I was educated by Jesuits in high school and at Georgetown, and so I internalized that challenge of theirs very deeply. I came to feel that I had to scour the depths of my own heart and mind and life and I believed that doing so had both temporal and eternal consequences. This led me to discernments and discoveries about myself, but it also led me to put great (and definitely self-obsessed and maybe even un-Christian) pressure on myself to know, to quest, to understand, to apprehend truth as entirely as possible. This memoir is about a time in my life when doing all that exhausted me and broke me, and I had to learn a more patient way, a way that would leave room for unanswerable mystery, especially in my relationships with women.

The intensity of your relationship with Mara suffuses the whole book.

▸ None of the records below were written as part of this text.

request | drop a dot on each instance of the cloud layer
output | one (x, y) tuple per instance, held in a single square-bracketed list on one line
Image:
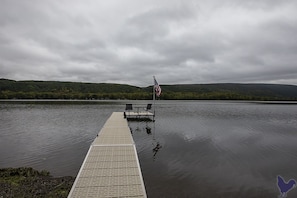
[(186, 41)]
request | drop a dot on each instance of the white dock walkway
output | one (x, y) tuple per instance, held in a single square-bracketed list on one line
[(111, 167)]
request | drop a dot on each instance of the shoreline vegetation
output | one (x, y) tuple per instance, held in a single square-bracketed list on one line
[(28, 182), (10, 89)]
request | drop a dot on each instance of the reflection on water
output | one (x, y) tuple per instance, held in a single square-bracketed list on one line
[(193, 149), (217, 149)]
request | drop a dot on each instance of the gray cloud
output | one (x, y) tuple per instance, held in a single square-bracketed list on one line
[(129, 41)]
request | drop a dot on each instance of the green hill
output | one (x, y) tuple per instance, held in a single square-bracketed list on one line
[(10, 89)]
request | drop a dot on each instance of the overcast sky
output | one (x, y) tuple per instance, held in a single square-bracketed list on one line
[(129, 41)]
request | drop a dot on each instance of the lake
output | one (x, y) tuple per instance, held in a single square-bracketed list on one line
[(193, 149)]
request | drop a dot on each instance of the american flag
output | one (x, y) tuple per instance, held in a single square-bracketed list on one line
[(157, 88)]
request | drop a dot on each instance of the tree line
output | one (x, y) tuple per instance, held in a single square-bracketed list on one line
[(10, 89)]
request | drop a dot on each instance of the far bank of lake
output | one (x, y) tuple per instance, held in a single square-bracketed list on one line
[(207, 148)]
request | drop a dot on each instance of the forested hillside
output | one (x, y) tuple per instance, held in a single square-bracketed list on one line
[(10, 89)]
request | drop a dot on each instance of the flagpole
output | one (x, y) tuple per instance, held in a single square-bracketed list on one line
[(154, 96)]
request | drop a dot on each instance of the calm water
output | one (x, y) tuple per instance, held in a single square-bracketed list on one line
[(202, 148)]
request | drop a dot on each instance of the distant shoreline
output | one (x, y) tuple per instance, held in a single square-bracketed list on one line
[(10, 89)]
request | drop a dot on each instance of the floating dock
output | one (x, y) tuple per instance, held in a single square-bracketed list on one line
[(111, 167), (143, 115)]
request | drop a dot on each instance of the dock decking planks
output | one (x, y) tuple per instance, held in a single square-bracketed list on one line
[(111, 167)]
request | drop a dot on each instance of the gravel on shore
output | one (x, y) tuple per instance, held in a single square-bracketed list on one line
[(28, 182)]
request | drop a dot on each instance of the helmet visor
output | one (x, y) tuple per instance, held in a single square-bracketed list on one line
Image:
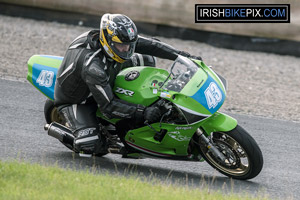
[(123, 50)]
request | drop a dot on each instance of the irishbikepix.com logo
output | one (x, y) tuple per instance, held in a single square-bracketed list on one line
[(241, 13)]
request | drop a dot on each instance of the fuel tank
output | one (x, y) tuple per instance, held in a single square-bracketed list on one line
[(134, 84)]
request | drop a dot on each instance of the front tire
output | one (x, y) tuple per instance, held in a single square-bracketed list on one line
[(244, 158)]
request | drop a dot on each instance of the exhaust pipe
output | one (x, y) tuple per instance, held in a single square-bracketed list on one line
[(60, 132)]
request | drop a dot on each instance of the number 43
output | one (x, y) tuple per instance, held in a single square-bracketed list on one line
[(45, 78), (213, 95)]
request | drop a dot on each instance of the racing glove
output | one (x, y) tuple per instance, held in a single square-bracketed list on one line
[(186, 54)]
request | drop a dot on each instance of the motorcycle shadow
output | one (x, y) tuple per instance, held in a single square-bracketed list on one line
[(146, 169)]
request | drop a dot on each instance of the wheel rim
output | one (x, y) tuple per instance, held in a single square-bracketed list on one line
[(237, 162)]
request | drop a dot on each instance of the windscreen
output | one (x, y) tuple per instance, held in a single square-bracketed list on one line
[(182, 70)]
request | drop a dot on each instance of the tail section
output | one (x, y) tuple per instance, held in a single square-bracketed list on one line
[(42, 70)]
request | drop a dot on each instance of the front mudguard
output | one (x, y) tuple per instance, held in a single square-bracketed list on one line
[(218, 122)]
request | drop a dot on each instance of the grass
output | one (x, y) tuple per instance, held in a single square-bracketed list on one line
[(19, 180)]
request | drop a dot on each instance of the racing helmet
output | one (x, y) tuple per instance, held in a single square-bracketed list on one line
[(118, 36)]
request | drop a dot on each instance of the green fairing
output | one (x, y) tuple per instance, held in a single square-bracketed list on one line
[(177, 138), (218, 122), (175, 142), (143, 92)]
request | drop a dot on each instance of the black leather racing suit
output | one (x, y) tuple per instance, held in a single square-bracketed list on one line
[(85, 79)]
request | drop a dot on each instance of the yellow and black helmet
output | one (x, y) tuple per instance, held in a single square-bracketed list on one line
[(118, 36)]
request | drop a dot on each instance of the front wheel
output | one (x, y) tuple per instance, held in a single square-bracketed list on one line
[(244, 158)]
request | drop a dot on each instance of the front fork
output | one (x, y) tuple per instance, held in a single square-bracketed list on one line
[(211, 147)]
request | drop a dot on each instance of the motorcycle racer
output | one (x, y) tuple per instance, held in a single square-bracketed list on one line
[(86, 76)]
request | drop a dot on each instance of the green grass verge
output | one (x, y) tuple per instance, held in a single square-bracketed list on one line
[(19, 180)]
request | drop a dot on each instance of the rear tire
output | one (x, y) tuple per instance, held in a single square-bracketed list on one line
[(244, 158)]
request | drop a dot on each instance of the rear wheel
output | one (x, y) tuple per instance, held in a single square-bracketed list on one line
[(244, 158)]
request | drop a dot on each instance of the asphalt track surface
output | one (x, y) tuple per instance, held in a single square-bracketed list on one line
[(22, 137)]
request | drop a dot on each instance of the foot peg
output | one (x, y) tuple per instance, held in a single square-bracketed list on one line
[(60, 132)]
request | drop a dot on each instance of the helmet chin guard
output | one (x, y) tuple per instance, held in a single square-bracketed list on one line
[(118, 36)]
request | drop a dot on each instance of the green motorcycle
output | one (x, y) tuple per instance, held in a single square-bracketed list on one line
[(189, 96)]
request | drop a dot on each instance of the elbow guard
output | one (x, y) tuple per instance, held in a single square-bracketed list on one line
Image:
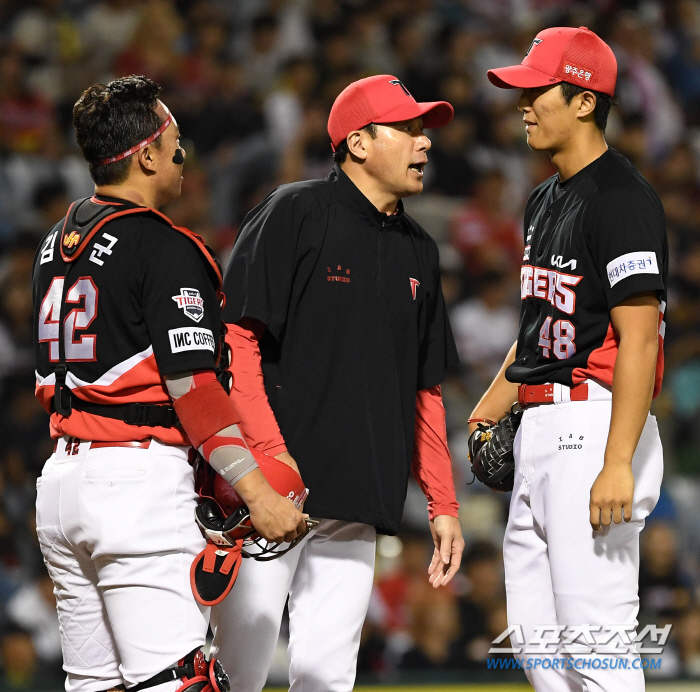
[(211, 422)]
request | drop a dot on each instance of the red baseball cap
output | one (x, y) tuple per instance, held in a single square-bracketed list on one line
[(562, 54), (381, 99)]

You talk about trying to keep God and her "in fierce parallel." What does that phrase mean to you?

Prayer and sex were always the two things that called to me most deeply and they still are. But when I was in college, dating Mara, the different powers of those two forces (prayer and sex) were not something I had fully come to terms with yet, and so, out of fear, I thought of them as separate tracks inside me: fierce, parallel tracks. I feared that if the tracks ever crossed, the voltage of one would short out the other. I was thinking about both too rigidly, too clinically. Even the word "parallel" is a mathematical one, and it's wrong here, as is the idea of prayer or sex as a fixed track toward anything.

What they really both are, prayer and sex, are paths inside me, dark, winding, often inscrutable paths. They probe forward more than they lead forward (sort of like the best fiction does), and that is their nature, and I know and love that now, without fearing it.

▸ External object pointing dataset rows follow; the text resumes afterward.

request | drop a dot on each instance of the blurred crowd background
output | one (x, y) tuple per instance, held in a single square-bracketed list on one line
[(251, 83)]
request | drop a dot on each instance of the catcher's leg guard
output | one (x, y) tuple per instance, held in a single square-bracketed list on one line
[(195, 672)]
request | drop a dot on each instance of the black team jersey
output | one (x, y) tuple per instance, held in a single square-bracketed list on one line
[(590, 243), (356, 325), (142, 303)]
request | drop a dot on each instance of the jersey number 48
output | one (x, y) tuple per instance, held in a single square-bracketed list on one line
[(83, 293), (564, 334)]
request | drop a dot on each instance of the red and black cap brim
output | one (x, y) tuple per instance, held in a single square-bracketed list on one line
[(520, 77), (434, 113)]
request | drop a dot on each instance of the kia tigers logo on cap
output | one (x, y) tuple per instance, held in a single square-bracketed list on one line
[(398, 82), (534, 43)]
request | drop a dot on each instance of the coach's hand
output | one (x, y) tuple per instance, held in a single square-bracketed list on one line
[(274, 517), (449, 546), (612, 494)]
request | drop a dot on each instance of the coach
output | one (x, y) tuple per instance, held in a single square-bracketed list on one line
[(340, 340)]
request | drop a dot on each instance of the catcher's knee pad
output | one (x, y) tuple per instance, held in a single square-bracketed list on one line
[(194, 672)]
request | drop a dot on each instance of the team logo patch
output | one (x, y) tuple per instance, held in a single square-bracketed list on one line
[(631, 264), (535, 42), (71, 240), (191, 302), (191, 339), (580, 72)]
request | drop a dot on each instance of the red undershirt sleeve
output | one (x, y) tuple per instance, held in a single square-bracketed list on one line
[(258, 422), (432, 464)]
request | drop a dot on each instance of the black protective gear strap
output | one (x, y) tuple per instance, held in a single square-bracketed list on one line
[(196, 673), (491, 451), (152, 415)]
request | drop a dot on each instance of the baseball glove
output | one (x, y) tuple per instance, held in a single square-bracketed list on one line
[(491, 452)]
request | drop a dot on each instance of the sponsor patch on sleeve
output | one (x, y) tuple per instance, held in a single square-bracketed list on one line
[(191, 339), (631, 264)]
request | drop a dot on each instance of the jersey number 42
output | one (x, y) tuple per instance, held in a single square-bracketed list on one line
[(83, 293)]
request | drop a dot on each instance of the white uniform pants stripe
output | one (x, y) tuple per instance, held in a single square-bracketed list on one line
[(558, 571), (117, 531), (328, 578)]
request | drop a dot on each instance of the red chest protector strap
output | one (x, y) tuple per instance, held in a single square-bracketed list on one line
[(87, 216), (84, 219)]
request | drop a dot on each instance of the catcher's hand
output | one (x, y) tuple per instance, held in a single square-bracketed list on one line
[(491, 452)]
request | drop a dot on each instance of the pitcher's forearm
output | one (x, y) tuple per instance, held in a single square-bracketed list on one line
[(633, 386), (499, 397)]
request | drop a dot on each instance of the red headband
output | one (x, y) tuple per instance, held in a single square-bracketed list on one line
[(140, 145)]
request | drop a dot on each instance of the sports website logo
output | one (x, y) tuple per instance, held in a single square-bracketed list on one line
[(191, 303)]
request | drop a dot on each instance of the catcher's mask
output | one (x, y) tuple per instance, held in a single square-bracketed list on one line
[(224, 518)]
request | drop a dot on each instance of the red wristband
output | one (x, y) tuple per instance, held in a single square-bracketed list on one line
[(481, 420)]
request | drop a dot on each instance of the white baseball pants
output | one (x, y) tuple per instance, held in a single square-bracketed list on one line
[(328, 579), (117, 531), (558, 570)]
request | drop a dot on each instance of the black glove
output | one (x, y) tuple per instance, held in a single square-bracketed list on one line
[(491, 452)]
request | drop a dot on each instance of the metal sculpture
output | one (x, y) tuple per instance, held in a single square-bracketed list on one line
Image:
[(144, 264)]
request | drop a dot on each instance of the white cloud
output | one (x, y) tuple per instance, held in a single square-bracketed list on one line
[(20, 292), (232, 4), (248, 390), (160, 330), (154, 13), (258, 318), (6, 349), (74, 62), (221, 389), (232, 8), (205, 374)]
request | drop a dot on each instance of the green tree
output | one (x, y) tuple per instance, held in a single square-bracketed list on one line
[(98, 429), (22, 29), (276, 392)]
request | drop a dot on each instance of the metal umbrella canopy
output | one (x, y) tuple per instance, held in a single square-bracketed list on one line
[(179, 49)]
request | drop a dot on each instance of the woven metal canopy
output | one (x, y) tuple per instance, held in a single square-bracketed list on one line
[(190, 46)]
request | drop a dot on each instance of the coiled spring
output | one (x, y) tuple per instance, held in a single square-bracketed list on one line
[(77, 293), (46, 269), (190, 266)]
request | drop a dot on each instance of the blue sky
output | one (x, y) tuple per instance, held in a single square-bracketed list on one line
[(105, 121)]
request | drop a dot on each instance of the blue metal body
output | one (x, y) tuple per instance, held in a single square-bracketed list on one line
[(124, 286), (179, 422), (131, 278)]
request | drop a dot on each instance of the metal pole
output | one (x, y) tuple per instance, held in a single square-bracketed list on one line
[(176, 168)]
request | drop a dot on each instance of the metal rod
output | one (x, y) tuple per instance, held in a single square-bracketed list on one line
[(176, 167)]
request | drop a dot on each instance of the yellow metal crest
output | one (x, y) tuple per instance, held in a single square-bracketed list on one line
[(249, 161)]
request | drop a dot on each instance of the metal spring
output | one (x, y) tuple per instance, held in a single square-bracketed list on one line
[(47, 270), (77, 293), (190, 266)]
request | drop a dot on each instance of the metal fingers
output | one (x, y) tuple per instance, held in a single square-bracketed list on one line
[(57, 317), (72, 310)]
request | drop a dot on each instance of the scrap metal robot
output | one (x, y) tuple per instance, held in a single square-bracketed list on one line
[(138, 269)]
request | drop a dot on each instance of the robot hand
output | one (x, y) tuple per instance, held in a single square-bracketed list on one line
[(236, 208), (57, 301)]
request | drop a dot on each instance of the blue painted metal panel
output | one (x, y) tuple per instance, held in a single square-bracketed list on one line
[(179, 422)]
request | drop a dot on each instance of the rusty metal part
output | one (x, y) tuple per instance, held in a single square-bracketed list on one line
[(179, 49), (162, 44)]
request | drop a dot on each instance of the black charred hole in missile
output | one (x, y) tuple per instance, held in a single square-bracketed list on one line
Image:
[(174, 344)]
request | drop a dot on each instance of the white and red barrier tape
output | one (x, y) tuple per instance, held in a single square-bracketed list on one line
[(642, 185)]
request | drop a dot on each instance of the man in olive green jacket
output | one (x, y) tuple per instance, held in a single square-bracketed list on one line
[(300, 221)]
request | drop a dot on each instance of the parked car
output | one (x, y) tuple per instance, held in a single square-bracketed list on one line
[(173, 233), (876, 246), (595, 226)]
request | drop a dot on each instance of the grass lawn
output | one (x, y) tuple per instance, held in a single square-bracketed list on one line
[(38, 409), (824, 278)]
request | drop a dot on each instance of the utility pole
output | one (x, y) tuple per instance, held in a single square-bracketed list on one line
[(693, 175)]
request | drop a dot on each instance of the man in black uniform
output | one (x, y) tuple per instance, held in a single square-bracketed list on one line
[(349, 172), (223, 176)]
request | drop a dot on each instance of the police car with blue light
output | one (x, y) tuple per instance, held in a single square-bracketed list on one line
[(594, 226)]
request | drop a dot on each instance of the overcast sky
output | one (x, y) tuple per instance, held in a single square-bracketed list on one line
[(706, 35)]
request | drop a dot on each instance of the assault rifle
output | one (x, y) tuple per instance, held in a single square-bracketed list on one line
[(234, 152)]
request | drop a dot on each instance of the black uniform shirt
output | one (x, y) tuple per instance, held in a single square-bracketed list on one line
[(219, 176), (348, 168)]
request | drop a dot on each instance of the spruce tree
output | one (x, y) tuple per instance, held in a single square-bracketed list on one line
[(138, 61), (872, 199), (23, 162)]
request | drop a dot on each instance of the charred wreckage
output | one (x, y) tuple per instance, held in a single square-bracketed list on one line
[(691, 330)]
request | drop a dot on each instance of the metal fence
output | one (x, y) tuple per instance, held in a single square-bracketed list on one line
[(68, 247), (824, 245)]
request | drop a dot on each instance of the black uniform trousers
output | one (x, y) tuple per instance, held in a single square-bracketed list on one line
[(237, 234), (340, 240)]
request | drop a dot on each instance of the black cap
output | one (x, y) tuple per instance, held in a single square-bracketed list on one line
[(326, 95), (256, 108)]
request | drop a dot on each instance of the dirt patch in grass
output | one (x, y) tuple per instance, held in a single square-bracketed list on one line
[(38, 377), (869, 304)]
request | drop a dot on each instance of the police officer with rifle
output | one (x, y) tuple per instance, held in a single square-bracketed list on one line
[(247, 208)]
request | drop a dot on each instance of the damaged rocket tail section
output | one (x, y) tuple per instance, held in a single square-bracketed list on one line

You had a spiritual director betray your trust and behave in an inappropriate manner toward you. Do you think this hastened your leaving the Jesuit path? If this hadn't happened, do you think you still could have ended up a priest?

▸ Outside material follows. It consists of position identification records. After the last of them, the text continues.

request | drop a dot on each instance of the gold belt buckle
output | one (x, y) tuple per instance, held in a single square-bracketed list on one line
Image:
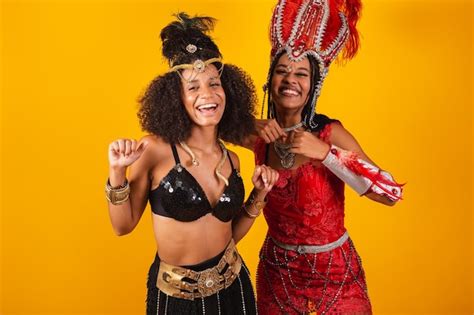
[(209, 282)]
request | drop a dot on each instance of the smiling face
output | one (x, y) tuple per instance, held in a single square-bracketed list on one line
[(290, 84), (203, 96)]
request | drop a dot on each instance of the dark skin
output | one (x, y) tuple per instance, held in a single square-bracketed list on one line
[(150, 159)]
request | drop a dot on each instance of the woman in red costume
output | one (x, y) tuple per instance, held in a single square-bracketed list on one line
[(308, 263)]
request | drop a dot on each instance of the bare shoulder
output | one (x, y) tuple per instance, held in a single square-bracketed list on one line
[(235, 159), (341, 137)]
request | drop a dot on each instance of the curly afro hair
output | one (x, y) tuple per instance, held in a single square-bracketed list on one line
[(162, 111)]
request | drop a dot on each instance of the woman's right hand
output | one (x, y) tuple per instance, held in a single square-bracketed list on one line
[(124, 152), (269, 130)]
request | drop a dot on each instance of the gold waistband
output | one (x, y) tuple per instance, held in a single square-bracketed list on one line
[(188, 284)]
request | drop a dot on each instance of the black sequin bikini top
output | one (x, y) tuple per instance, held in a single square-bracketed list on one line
[(179, 196)]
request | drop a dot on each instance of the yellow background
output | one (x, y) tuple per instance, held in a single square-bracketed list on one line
[(71, 72)]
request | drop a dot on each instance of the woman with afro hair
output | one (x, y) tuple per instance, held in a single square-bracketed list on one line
[(191, 180)]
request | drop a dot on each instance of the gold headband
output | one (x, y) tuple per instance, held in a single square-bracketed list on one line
[(198, 66)]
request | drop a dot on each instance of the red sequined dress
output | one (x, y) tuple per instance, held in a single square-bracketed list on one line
[(306, 207)]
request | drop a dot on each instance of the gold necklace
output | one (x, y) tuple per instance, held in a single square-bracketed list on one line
[(219, 165)]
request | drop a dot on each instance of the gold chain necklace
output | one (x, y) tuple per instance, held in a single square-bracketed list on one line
[(219, 165)]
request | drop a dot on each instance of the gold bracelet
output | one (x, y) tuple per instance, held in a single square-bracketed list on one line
[(117, 195)]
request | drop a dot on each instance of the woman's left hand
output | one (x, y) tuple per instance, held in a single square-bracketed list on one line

We can call it out: yep, a Catholic priest grabbed my ass one day, and yep, it was a big wake-up call, but not in the way you might expect. Rather than launching me on a life of fury toward the Catholic clergy (which many people who got far more taken advantage of than I did both feel and are justified in feeling), it just brought to great, immediate clarity for me the fact that women and the intimacies I'd shared with them were going to be in no uncertain terms shut down for me forever if I became a priest. There are many wonderful women in the Catholic church, but the priesthood is a boys' club, period. It is a club with a lot of magic and allure to it, but the best parts of the magic are practiced only by men.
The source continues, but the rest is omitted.